The last month of pregnancy is actually 2,657,345 days of pregnancy. I'm not being hyperbolic, my friends. That's a literal, honest calculation and, as you can see, that is a large amount of days to remain very large and very uncomfortable. The person who endures these 2,657,345 days is already doing enough, so the list of things a pregnant woman shouldn't have to ask for when she's "about to pop" is long. It's also a worthwhile read.
Now, dear reader, you might say, "Is this person delusional? The last month of pregnancy is 30 days, give or take a few, not 2,657,345 days. Don't you know how to count?" To that I say you must not have heard of the time-space continuum, fairy-world universe fold into which all pregnant people sink. We still exist here on this plane, but while people who aren't "about to pop" experience time via normal perception, those who are "about to pop" experience time via this fairy-world perception. The ratio is, as a matter of fact, 30 Earth-days: 2,657,345 fairy-world days, to be precise and in case you wee wondering.

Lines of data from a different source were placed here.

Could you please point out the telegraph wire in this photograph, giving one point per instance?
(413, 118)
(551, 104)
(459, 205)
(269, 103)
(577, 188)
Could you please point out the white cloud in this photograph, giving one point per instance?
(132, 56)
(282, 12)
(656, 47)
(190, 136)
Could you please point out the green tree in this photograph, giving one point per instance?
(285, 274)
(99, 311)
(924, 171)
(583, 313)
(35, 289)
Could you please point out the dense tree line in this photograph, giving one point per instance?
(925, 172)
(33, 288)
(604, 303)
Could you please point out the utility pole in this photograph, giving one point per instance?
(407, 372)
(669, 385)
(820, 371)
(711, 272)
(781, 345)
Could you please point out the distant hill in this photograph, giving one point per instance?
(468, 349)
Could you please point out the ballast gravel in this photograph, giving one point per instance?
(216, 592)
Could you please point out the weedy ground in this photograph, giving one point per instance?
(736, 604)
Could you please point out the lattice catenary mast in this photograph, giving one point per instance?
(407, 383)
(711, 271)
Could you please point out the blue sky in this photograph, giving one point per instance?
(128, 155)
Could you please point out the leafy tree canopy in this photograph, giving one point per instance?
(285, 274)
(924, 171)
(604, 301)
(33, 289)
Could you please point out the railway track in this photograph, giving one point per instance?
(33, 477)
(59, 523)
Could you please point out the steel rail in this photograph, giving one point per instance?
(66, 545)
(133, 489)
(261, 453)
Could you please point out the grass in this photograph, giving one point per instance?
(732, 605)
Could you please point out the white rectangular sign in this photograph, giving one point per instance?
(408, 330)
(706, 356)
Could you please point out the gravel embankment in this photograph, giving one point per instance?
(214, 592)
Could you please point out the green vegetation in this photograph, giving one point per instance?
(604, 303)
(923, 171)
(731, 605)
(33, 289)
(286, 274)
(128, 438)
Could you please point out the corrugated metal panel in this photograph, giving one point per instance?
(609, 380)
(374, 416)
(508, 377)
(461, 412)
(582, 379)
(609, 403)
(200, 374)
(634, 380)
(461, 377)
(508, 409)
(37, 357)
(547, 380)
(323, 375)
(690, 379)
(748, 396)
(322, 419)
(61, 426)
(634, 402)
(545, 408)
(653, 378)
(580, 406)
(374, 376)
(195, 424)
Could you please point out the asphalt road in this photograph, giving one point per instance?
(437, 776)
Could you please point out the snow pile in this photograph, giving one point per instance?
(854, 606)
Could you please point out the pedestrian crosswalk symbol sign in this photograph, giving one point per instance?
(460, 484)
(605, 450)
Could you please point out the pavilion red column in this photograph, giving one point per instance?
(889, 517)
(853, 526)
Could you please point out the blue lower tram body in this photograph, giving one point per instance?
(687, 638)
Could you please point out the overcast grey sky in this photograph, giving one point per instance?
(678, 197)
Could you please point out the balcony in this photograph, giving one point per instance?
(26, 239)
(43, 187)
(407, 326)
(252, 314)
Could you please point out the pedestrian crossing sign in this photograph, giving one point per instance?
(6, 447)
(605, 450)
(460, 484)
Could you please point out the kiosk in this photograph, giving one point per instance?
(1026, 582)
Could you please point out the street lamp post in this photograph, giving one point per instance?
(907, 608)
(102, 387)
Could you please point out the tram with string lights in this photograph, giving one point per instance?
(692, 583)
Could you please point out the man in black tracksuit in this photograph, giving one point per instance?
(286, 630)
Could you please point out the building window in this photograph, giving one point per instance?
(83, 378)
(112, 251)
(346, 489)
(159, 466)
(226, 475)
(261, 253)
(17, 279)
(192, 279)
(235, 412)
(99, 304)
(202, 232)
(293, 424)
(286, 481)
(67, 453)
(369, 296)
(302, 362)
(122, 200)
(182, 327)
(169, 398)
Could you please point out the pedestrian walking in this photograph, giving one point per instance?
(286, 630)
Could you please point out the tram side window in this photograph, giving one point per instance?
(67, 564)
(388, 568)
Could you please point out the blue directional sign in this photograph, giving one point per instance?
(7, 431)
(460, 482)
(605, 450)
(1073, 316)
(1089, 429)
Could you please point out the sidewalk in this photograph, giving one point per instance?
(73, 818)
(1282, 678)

Armed with this newfound knowledge, you can see how a person "about to pop" for 2,657,345 days might become a little irritable. You can see how this person might experience you saying "no" to one request as you saying "no" to every single request for 2,657,345 days. That just feels cruel, doesn't it? Why would you deny this pregnant person a little bit of comfort in her seemingly endless final days of pregnancy? She is, after all, "about to POP." At this point, the graphic image of a human being's bulbous belly popping may actually be a preferred outcome over staying pregnant for even just one more day.